A region has several follower tiers. Each tier contains a number of TAO servers, responsible for all of the shards between them. Follower tiers forward writes & read misses to a single TAO leader tier. This leader tier is responsible for interacting with the MySQL tier that holds the MySQL databases for all of the shards. All interactions with the data tier go through the leader tier. The leader tier asynchronously sends cache management messages to followers to keep them up to date.
Write operations on an association with an inverse may involve two shards, since the forward edge is stored on the shard for id1 and the inverse edge is on the shard for id2. The tier member that receives the query from the client issues an RPC call to the member hosting id2, which will contact the database to create the inverse asso- ciation. Once the inverse write is complete, the caching server issues a write to the database for id1. TAO does not provide atomicity between the two updates. If a failure occurs the forward may exist without an inverse; these hanging associations are scheduled for repair by an asynchronous job.
Replication lag in normally less than one second, and TAO provides read-after-write consistency within a single tier. Writes to MySQL are synchronous so the master database is a consistent source of truth.
This allows us to provide stronger consistency for the small subset of requests that need it. TAO reads may be marked critical, in which case they will be proxied to the master region. We could use critical reads during an authentication process, for example, so that replication lag doesn’t allow use of stale credentials.
TAO deliberately supports a restricted graph API. Facebook has large-scale offline graph processing systems similar in spirit to Google’s Pregel, but these operate on data copied from TAO’s databases and not within TAO itself.

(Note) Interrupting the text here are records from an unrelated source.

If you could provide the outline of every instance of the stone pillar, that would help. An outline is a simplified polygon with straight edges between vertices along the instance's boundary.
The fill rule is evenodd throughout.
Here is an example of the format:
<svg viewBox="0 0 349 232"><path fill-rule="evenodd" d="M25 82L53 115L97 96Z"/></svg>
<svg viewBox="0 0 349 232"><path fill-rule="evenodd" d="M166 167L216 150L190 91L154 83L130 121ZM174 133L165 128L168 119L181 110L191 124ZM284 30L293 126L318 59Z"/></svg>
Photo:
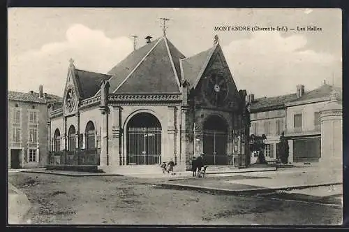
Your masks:
<svg viewBox="0 0 349 232"><path fill-rule="evenodd" d="M293 163L293 140L288 140L288 163Z"/></svg>
<svg viewBox="0 0 349 232"><path fill-rule="evenodd" d="M112 113L112 166L123 164L122 160L122 129L121 124L121 108L113 106Z"/></svg>
<svg viewBox="0 0 349 232"><path fill-rule="evenodd" d="M191 157L188 153L189 143L188 131L187 129L187 117L188 108L182 106L181 109L181 162L179 164L181 170L189 169L189 161Z"/></svg>
<svg viewBox="0 0 349 232"><path fill-rule="evenodd" d="M163 157L163 161L169 161L173 159L173 161L176 161L174 157L174 147L175 147L175 108L174 106L169 106L168 108L168 138L167 138L167 151L166 154Z"/></svg>
<svg viewBox="0 0 349 232"><path fill-rule="evenodd" d="M99 159L99 166L108 166L108 154L107 154L107 110L105 108L101 109L102 113L102 128L101 131L101 154Z"/></svg>
<svg viewBox="0 0 349 232"><path fill-rule="evenodd" d="M109 152L108 152L108 114L110 113L107 106L109 82L103 80L101 83L101 105L99 109L102 116L102 127L101 131L101 154L99 159L99 166L101 167L109 165Z"/></svg>
<svg viewBox="0 0 349 232"><path fill-rule="evenodd" d="M341 168L343 166L343 111L341 103L332 92L331 101L320 110L321 159L320 165Z"/></svg>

TAO is deployed at scale inside Facebook. Its separation of cache and persistent store has allowed those layers to be independently designed, scaled, and operated, and maximizes the reuse of components across our organization. This separation also allows us to choose different tradeoffs for efficiency and consistency at the two layers, and to use an idempotent cache invalidation strategy. TAO’s restricted data and consistency model has proven to be usable for our application developers while allowing an efficient and highly available implementation.